Generally, a Chapter 7 bankruptcy is the process when a debtor files for personal bankruptcy in a federal court for liquidation of assets.
If it is granted, then the assets of the debtor (non-exempt) are sold or liquidated and the money derived from the sale is paid to the creditors classified by priority.
The administration of the liquidation and payment primarily goes to the trustee who is appointed by the court. In the state of California, individuals filing for bankruptcy can enter into one of the two systems of exemptions.
While all bankruptcy proceedings should be in line with the federal law, it is useful to know California bankruptcy law especially to get specific properties and assets exempted from liquidation.

Bankruptcy Laws in California
With the help of the California bankruptcy law, one can file for the first exemption system in order to protect his assets.
The first system can include the following exemptions so assets cannot be liquidated: personal as well as real property occupied by the debtor (only up to $75,000 value if debtor is single but up to $100,000 if debtor is a member of a family unit), motor vehicles $2550 and below, and jewelry $6750 and below.
As to the second exemption system allowed by the California bankruptcy law, personal and real properties like a home residence (for the maximum $20,725 value) can be exempted.
Vehicles, $3300 in value and below, plus household items, clothing, furnishings and appliances that do not go beyond the value of $525 for each item, can also be exempted. The debtor’s jewelries can also be exempted but the value should not go above $1350.

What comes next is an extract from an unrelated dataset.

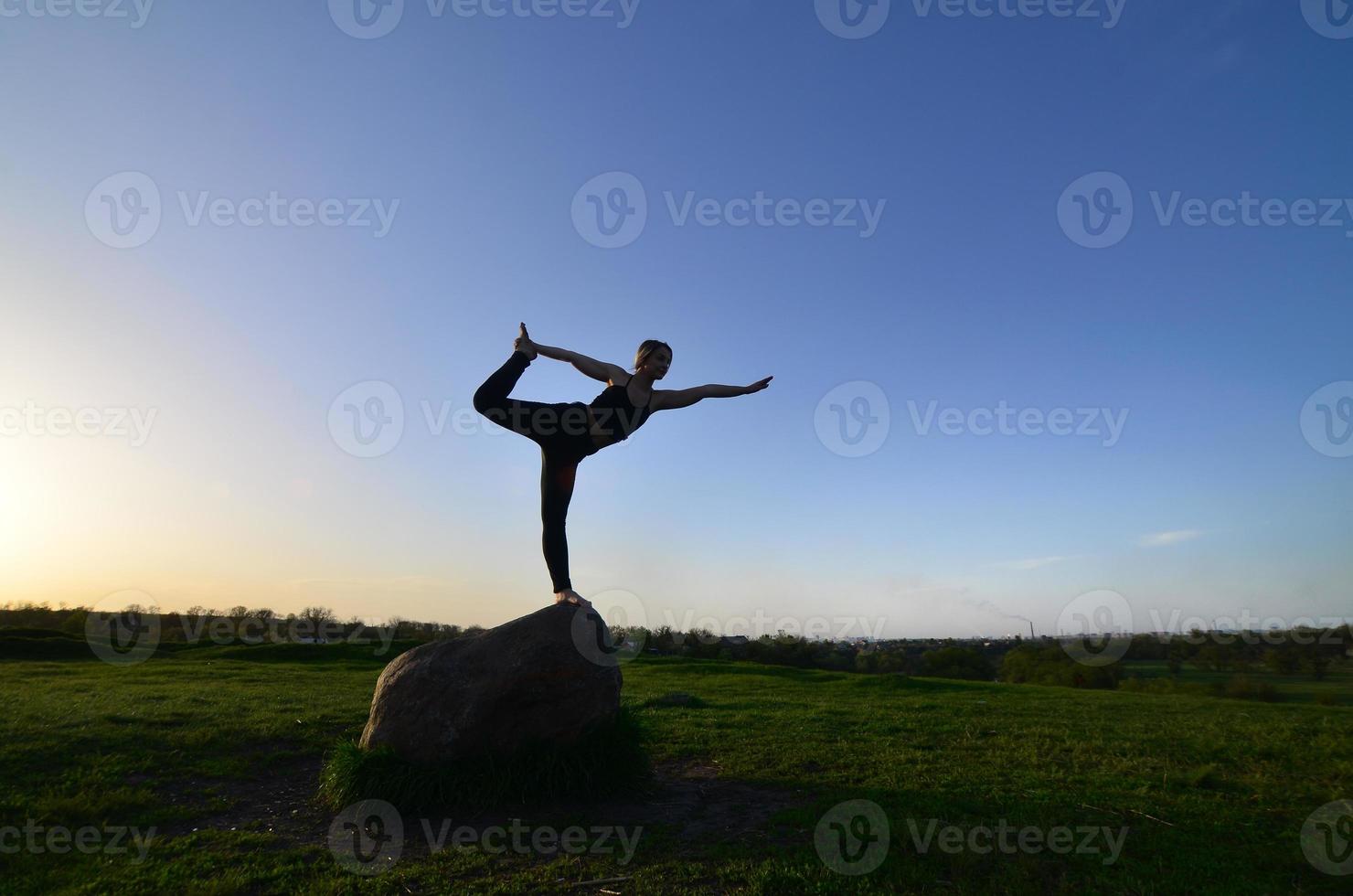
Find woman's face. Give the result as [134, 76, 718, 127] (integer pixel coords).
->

These are just some of the most common items (and their corresponding monetary values) that can be exempted from liquidation under the 2nd system under the California bankruptcy law.
Notice that the two exemption systems mostly differ in the property value or amount applied for exemption.
Both systems can exempt properties like homestead, personal properties such as bank deposits, burial plots, health aids, heirlooms and even vehicles but only up to a certain limit.
Before an individual files for Chapter 7 bankruptcy, it is therefore, important that he decides which system of exemption to apply for.
Another unique characteristic of the Chapter 7 filing in relation to the California bankruptcy law is the income limitation set by the state legislature.
This is determined by the means test. To qualify for a Chapter 7 filing in California, the income of the debtor should not go beyond the set median income in the state. To give you a general idea, individual median income of a single earner goes around $48,000.
Once the bankruptcy is filed in court, the automatic stay immediately takes effect. This means the debtor can be freed from any direct contact from the creditors to collect money or even to take property from him. Likewise, the “automatic stay” also puts a stop to foreclosures, repossessions, or even wage garnishments.
Take note, however, that the person planning to file bankruptcy should do so rightly. It is best to acquire the services of a bankruptcy lawyer especially one who is familiar with the federal bankruptcy law and the California bankruptcy law. Take note that improper activities can impede the bankruptcy process from giving him a fresh financial start.
Some examples of improper activities (which are also valid reasons for debt discharge denial) include destroying financial documents, transferring of properties before bankruptcy so as to defraud creditors, failing to obey the orders of the court, or failing to list all debts and assets.
Lastly, keep in mind that before a person can file bankruptcy and want to grab the advantage of exemptions offered by the state of California, you must qualify for certain requirements including at least 2 years of permanent residency in the state.